Jacob Stoebel

Values

Building software is primarily a human endeavor. Any code that we happen to generate is merely incidental. The real challenge then is how we build sustainable systems of humans who can effectively interface with the required technology to get stuff done. For that reason, software development must be a values driven profession. Here are mine.

Continuous Learner

Tech is changing fast. The people that make it are changing even faster. Whether its a new front end framework, a deployment tool, or your co-worker's favorite new TV show, we need to have the curiosity to absorb new knowledge and skills to adapt to a quickly changing world. Not because our boss told us to, or because we're chasing a bigger paycheck. Because we are genuinely curious. Because we have questions about the world that follow us around until we find the answers.

Creative and Independent

This is related to the above. Systems are way too complicated these days for teams to function in a top down manner. The problems still left to be solved do not have copy/paste solutions. We need to creatively identify the problems and chase them down without constantly being supervised or told exactly what to do. With that said, when we are working with other humans, we need to be kind, humble, attentive, and receptive to feedback.

Humility

Not having the necessary skills is a challenge that can be solved. Assuming you have nothing else to learn is an intractable and dangerous problem in this industry. There is always more we have to learn. When we assume that our learning is "done", we open ourselves to making mistakes. Worse than that though, lack of humility makes us difficult to work with and spreads a toxic energy across our team and organization.

Productive Argument, or Hit the Horseshoe, Not the Anvil

Arguing can be productive when it pushes a team forward but it can also come with some nasty side effects. A team might work out the most efficient code by arguing, but if someone leaves the meeting feeling ignored or unappreciated its a net loss. If we're too harsh with our team when we argue they might not speak up the next time. I heard a fantastic analogy once that arguing should be like a horseshoe on an anvil. If we place a horseshoe and whack it with a hammer, the conflict between the hammer and anvil is the force that can shape the horseshoe. Conflict works the same way. If we focus on attacking the subject at hand and not each other, we'll get the best results. Likewise if we miss the horseshoe and hit the anvil directly, all we get is sparks. Not very helpful.

Productivity is good. Generativity is better.

This one comes from Jessica Kerr's blog. In summary, its great when developers can be productive by shipping clean, maintainable code, fixing bugs, etc. Its ten times better though when developers can be generative, or when their efforts are a force multiplier that can help other people on your team also do better work.
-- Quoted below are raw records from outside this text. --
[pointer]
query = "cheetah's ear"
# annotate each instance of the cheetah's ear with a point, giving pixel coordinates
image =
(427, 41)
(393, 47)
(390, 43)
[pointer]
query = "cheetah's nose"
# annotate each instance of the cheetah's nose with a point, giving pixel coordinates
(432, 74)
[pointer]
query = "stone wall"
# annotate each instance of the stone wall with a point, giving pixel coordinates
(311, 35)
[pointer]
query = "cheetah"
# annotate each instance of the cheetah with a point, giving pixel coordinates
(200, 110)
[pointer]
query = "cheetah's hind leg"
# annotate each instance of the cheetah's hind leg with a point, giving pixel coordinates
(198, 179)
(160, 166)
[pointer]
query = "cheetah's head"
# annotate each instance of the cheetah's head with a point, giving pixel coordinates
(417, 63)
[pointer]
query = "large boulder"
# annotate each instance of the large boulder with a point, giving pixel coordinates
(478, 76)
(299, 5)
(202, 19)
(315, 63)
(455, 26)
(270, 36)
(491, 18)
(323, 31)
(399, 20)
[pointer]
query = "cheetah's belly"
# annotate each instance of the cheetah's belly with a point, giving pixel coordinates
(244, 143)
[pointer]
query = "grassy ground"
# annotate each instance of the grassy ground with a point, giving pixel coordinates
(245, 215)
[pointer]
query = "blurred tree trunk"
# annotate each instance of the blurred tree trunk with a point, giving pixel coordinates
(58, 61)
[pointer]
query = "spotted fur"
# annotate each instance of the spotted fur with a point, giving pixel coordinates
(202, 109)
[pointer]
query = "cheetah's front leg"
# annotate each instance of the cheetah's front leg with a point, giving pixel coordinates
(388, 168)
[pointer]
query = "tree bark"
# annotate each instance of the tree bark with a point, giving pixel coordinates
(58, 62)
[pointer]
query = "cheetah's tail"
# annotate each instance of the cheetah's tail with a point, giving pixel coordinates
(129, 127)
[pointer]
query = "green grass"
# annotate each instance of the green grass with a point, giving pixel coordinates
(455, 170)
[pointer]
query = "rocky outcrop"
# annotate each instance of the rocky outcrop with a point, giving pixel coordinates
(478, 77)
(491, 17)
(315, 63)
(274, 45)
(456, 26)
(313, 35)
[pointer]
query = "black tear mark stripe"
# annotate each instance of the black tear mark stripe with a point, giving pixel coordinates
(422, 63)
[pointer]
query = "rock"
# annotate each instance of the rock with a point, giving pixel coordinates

This could include contributing to documentation, mentoring new team members, or collaborating with other teams in your org. Think of it this way: would you rather do great work fast, or empower your entire team to do great work fast?

Take care of your humans

There is a prevailing narrative among developers that we are like Vulcans, perfectly logical and free from pesky emotions. In reality, emotions are at the core of the human existence -- they drive our basic neurological functions. If someone on your team is made to feel unworthy, unintelligent, unappreciated or has their feelings hurt in any other way, that has tangible consequences for your team. Its not something they can just "get over" or "grow a thicker skin" about. To say otherwise is to deny basic psychology. We are all responsible for taking care of our fellow humans.